I didn’t think of customs and shipping charges. Any possibility a service like Parcel Monkey etc could do it at reasonable cost?
FWIW - I’ve sent heavy car parts, exhaust manifolds to Norway to help out a friend into Z28 restoration. He found a shipping service that acted as intermediary. I shipped to the service and they took care of getting over across the pond. Took a month or so but it was ~75% less expensive than what UPS/FedEx quoted. This two years ago.
If you are UK based then I have this one, in fact I’ve had it for almost 15 years now and just changed the filters when needed. Not cheap either but not ridiculous, powerful, reliable and UK supplied so no worries about import fees;
And actually this looks like a newer one and is not quite so expensive, looks nice too;
In fact I would probably have gone for that if it was available back in the day!
Thanks Wade, yes, as well as the post fee, there’s 2.5% tax, plus whatever handling fees the carrier feels like adding in order to collect the tax. I’ve been burned like that before buying things from the USA, sadly.
Thanks for this, these do look good, and interesting video - pretty much saying what I suspected about the clones of the cheaper booths available from Amazon etc. Also addresses the issue of aerosols, and I actually like the open bottom section so there’s no lip into the booth.
I’ll have to retire to a dark corner to ponder the potential outlay… I’m still intrigued though by the thought that these booths are about double the cost of one of these:
There has to be the proper fuel to air ratio for a problem and the flashpoint needs to be low. You will not achieve these parameters with an airbrush unless you were running straight gasoline or alcohol with a lighter. Even then the cubic flow of air might be great enough to prevent it even then.
I think low production levels always means higher prices, in fact looks like they are manufactured to order. I use lacquer paints almost exclusively and this deals with the fumes very well. Would always be nice to pay less but sometimes the investment is worth it. And the prices are even more inflated after the last few years.
However, it is a decision that deserves much pondering. Good luck!
Colin, that is certainly cheap and powerful. I assume it’s not rated explosion proof, it’s just a standard extractor fan. I can similar items for around the same price with a speed controller included.
I watched a fair number of YouTube vids on home made paint booths, and it convinced me of the need to go for a more powerful fan. A number of the videos go through the booth construction process and finish up with a demo of the extracting capability of the fan with some smoke, and looked fairly disappointing - like the smoke vaguely drifting towards the fan.
I also saw some pretty good looking set ups (including a way over the top welded metal booth that did look awesome), one of which went along the lines of, if you can get an atex fan, then you might as well, better to err on the side of safety with your home…
I stalked a few fans on FB marketplace until a reasonably local one appeared and I got that a week ago. 8" fan, flow is 25m³/min. All the used examples I saw were 110v 16 amp (construction site rated) so I also had to get a transformer. Eventually I found a light duty (750kva continuous) one that was clean - most of the available examples are higher rated, so bigger and heavier, and covered in cement, paint and plaster.

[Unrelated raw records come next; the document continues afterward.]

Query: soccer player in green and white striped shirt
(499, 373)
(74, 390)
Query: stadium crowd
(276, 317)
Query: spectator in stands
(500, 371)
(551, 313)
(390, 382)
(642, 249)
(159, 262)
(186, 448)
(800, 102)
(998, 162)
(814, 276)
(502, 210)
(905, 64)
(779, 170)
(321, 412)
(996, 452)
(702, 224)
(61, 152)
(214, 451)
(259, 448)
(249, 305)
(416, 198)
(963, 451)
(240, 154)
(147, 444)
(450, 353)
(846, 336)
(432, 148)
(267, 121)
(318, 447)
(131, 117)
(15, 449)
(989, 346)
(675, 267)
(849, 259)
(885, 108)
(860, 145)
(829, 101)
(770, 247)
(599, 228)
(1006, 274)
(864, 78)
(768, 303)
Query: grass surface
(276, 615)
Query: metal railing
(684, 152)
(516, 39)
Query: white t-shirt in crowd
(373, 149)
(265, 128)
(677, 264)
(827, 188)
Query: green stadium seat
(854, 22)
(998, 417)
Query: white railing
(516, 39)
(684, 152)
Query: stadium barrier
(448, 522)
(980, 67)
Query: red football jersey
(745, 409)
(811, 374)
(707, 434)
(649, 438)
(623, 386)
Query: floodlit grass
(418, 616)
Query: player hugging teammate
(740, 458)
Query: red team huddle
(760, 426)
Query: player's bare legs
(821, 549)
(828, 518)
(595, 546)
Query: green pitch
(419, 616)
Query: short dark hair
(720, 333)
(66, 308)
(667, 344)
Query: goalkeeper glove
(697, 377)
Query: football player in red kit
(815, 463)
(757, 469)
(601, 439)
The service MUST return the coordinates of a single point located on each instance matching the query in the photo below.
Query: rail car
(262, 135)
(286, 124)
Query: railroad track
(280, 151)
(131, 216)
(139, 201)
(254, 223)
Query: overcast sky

I now need to get the rest of it together, but waiting for the room to be changed around before I get the materials. I think it can be positioned directly in front of a window, so not much ducting needed.
I built my own homebrew paint booth using foam board, held together with frog tape and a 12" x 12" air filter from Wal-Mart. All it needs is an extractor fan. I have yet to figure out what i can use. i’m thinking a small desk fan would work.